Page MenuHomePhabricator

Problems with search in newish wikibase instance
Closed, ResolvedPublicBUG REPORT


Steps to replicate the issue (include links if applicable):

What happens?:

  • I notice similar behavior in type-ahead search
  • Mouse over behavior on recent changes throws up an error popup in holding over items that don't seem to be in the search index.
  • I can't find any correlation to when the items were written.
  • Some items eventually turn up in search.
  • No problems retrieving items via SPARQL
  • No problems accessing items with WikibaseIntegrator and modifying

What should have happened instead?:

Software version (skip for WMF-hosted wikis like Wikipedia):

Other information (browser name/version, screenshots, etc.):

Event Timeline

Restricted Application added a subscriber: Aklapper. · View Herald Transcript

Right now, there are 8k+ MediaWiki jobs in the queue for I started a job to process these (which likely resolves the issue):

$ ./                                                                                                             production
job.batch/run-all-mw-jobs-vbrnn created

Thank you for taking a look at this issue. A bunch of items that I pushed yesterday evening seem to be coming up in search just fine as well.
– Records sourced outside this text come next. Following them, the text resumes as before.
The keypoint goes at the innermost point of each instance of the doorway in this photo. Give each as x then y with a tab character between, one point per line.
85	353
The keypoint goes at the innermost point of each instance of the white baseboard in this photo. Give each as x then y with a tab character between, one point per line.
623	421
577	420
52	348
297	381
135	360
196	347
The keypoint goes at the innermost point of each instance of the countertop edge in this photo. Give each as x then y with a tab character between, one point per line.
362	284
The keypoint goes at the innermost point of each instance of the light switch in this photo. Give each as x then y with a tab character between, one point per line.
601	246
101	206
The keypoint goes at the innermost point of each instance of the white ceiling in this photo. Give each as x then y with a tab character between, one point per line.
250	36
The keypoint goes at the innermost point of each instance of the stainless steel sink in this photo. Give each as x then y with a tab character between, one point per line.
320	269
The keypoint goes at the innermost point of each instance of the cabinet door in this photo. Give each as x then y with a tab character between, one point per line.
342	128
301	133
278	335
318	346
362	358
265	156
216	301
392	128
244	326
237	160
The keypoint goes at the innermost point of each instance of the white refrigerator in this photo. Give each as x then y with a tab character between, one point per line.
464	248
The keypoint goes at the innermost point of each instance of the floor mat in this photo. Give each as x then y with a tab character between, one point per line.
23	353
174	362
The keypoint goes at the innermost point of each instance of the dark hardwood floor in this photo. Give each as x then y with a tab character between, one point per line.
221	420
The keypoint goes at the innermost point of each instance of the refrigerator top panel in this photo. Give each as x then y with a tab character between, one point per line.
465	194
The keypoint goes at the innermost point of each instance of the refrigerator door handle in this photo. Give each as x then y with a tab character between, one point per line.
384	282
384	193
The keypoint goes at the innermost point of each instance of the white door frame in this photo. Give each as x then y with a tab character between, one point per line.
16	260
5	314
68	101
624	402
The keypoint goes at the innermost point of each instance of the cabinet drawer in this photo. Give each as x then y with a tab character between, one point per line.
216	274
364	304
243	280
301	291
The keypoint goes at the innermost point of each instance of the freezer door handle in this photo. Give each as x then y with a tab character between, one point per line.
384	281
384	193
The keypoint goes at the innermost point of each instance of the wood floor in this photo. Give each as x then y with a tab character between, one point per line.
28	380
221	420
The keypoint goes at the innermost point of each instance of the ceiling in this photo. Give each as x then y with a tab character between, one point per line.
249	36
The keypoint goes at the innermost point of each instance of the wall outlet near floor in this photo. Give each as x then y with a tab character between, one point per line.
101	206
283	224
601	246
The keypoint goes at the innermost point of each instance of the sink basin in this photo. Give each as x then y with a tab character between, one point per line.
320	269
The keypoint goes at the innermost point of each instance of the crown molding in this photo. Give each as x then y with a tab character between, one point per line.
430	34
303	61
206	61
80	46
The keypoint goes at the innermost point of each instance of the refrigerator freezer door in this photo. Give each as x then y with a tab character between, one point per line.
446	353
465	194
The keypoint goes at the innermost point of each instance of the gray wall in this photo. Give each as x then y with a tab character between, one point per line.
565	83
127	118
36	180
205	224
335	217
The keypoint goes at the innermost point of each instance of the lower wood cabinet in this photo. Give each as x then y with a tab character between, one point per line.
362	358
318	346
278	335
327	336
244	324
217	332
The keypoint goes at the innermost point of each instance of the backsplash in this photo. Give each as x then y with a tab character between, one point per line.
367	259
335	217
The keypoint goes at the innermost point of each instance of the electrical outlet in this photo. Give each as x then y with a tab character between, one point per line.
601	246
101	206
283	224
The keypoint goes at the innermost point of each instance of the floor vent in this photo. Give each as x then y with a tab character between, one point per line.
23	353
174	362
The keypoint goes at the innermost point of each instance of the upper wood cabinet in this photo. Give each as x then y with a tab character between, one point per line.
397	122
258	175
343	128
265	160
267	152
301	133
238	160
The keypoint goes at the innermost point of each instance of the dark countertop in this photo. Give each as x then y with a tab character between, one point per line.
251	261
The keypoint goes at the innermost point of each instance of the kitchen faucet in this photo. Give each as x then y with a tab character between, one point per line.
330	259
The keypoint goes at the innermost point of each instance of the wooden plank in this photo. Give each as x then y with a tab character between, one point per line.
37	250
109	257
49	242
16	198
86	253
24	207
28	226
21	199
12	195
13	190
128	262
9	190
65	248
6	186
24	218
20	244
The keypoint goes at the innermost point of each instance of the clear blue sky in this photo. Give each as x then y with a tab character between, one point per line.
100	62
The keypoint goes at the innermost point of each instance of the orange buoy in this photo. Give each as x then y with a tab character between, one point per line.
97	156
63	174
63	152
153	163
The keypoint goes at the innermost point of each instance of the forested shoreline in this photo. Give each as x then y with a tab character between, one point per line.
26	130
I assume that regular processing for the search index should happen automatically and be close to real time. I built infrastructure years ago between MongoDB and Elasticsearch where we had to deal with scaling issues of keeping an index up to date in real time with the data store. I haven't dug enough into your architecture here yet to understand it, but I can imagine it's a challenge.

I'm super stoked about what you guys are doing with this project! I look forward to continuing to leverage it in our use cases and contribute where I can. Way cool!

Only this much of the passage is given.